Covid-19 anxiety is increasingly common. Many people are plagued with anxiety over job security, their savings and income, their health and potential risks of infection, and a myriad of other issues. There has seldom been a period in recent history where more people have been under as much stress as the world has been under these last few months. Added to this is the pressure to thrive under adversity, as we see many show-out their pandemic successes.
Anxiety and stress have been rising even before Covid-19 reared its ugly head. So, we must be aware that though Covid-19 has upended plans, smashed routines to bits, made many people jobless, left others with no source of income, and left a cloud of uncertainty hanging over everything, rising anxiety and stress are part of much longer trends and so, even with the promise of a new vaccine, many people are still going to have to face up to anxiety and stress. Mental health has seldom been so precarious.
According to the Centre for Disease Control (CDC), anxiety and depression are rising in the United States, with the national anxiety rate 300% greater (25.5% as opposed to 8.1%) in the second quarter than it was in the same period last year. Depression rates have quadrupled from 6.5% to 24.3% in the same period.
The pandemic as well as broader societal and economic changes which have left many people economically insecure, have given us this growing twin-headed monster of anxiety and depression. Here's how to deal with it.
Strike while the iron is hot. Do not let issues fester. The longer you downplay or ignore mental health issues, the longer you try and tough it out, the more pronounced will be your anxiety and depression when it eventually takes root and the longer you will have to combat them. Anxiety and depression will not magically disappear through an act of will or simply because you choose to look away from them.

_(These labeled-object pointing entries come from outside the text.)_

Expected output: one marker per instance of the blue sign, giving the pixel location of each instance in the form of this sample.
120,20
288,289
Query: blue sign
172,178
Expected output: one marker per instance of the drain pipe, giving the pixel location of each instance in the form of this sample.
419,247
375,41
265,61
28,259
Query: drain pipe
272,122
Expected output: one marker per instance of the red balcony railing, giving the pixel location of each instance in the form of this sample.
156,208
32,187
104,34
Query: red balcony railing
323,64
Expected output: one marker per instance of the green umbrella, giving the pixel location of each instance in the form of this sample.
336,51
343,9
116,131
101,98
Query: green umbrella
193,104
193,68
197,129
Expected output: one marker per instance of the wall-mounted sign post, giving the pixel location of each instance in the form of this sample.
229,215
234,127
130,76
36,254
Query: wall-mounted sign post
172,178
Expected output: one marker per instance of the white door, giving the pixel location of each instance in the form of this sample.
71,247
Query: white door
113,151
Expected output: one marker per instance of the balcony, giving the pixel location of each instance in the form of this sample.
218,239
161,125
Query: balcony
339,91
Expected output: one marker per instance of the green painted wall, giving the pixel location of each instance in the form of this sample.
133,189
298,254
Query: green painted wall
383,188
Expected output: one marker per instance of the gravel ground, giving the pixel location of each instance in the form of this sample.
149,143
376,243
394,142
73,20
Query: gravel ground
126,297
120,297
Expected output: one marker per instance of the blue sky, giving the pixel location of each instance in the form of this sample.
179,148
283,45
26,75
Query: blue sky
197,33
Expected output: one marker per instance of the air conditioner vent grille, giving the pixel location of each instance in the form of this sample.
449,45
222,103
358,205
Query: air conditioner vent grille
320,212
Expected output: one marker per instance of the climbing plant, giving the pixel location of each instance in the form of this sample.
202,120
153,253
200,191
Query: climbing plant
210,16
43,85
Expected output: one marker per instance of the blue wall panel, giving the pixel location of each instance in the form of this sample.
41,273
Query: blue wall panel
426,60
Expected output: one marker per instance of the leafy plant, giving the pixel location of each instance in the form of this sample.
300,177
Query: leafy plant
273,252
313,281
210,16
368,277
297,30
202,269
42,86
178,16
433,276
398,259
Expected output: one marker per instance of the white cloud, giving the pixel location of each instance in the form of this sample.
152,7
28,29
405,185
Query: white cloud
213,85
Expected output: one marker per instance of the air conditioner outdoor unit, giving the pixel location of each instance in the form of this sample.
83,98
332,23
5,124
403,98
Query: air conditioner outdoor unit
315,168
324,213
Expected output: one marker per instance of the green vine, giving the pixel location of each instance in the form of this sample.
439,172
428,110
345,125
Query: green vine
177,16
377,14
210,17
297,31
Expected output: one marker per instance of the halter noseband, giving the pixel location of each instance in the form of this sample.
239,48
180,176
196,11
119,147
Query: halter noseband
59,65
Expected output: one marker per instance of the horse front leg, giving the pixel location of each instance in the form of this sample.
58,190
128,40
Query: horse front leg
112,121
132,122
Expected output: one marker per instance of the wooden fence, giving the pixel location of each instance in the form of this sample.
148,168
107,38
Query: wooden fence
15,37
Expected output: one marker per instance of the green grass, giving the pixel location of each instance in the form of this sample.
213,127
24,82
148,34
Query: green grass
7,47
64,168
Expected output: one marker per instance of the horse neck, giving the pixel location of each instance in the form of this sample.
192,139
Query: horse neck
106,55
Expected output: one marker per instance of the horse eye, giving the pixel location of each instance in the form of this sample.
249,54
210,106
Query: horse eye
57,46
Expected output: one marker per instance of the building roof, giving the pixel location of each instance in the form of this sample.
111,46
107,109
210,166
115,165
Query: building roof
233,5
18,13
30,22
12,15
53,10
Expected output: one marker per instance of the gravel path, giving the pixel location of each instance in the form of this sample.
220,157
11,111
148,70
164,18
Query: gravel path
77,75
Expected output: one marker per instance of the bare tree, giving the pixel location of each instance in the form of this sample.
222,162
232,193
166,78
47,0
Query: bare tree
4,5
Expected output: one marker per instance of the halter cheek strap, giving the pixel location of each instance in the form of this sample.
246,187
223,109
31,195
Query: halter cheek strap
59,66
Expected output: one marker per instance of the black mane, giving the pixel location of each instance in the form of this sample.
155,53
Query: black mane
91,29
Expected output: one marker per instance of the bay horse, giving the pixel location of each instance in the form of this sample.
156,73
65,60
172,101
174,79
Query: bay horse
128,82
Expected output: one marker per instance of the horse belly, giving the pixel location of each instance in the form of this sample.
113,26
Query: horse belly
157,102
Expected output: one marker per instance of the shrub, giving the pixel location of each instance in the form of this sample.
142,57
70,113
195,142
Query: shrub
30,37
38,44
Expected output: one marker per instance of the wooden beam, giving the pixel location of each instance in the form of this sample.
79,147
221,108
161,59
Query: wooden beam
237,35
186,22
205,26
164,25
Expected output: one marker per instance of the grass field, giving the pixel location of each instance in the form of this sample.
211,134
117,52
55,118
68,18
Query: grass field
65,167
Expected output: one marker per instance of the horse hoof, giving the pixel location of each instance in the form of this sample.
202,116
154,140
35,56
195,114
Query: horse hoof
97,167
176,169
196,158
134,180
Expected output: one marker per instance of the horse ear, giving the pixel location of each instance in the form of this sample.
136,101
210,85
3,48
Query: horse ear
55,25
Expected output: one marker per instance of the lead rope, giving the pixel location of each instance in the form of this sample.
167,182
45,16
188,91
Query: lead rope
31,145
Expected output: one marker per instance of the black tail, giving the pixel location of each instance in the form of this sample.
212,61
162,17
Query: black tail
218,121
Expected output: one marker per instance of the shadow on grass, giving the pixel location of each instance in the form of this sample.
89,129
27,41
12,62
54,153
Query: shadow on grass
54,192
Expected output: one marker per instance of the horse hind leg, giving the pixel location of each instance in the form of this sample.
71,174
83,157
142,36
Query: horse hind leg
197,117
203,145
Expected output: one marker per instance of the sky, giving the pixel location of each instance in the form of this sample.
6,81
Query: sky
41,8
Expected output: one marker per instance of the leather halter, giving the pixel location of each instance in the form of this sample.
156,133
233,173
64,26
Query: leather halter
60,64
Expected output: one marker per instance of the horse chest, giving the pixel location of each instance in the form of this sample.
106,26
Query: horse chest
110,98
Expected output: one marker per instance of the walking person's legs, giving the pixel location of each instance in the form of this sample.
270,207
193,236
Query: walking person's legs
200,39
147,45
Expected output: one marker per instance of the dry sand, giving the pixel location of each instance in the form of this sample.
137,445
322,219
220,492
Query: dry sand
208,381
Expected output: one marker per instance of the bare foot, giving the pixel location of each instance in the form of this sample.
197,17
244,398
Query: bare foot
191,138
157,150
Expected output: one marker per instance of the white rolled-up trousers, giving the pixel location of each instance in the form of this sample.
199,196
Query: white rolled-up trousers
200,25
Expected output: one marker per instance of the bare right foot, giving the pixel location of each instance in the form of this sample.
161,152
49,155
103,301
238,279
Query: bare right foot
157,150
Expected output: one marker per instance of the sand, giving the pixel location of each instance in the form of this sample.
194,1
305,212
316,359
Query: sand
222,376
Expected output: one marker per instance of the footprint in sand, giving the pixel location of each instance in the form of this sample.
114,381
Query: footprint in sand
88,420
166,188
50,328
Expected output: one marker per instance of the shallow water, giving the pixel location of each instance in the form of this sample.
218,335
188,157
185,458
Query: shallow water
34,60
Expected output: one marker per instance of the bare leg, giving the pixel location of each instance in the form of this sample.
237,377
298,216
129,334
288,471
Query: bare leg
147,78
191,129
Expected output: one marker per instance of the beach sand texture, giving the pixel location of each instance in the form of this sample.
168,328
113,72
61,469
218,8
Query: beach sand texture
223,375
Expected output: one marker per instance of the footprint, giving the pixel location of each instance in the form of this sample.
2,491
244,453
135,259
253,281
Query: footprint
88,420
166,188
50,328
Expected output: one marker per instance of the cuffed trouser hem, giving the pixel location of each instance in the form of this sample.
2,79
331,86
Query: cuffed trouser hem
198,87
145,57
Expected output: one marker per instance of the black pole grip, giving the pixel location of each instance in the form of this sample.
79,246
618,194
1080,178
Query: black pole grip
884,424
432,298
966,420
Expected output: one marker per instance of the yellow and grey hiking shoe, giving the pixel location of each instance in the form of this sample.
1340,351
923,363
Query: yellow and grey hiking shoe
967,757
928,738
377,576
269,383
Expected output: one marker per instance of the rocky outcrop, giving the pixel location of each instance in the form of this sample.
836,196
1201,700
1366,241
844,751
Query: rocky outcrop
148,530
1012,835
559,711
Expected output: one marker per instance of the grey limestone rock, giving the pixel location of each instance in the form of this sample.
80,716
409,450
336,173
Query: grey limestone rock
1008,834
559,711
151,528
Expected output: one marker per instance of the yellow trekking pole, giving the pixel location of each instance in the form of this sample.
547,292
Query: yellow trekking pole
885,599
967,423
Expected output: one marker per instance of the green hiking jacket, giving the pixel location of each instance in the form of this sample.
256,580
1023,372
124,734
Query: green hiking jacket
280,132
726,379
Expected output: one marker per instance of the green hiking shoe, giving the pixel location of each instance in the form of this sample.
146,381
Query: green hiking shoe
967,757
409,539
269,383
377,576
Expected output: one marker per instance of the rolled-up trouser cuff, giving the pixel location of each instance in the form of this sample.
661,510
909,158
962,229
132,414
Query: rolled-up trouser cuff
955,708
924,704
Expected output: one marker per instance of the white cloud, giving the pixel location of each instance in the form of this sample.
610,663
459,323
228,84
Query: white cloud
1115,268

WHat often happens is that people think they can just outwait negative events, believing that when things have improved, their mental health will improve as well. We wait for a return to normalcy and in the interim, we do nothing to make our lives better. The problem with allowing the normalcy bias to play such an important role in our lives is that it ignores the damage that can be done in that interim as you wait for a return to normalcy. The damage may be such that even when things improve, anxiety and depression will have taken such a hold of your mental processes that you will interpret the improved conditions in ways that will only serve to reinforce your anxiety and depression rather than alleviate them.
As the CDC study shows, anxiety and depression have been on the rise even before Covid-19. Furthermore, we do not know how long Covid-19 will be with us. Indeed, it is not even clear as yet for how long a vaccine will keep people immune. Consequently, you should adopt a long-view of things and tackle problems now rather than waiting for a better tomorrow that may be many tomorrows ahead.
Start doing what it takes to heal, whether it is buying a hyperbaric chamber for sale, or doing cognitive behavioral therapy, or meditating, or journaling about your emotions. Start tackling the issues now.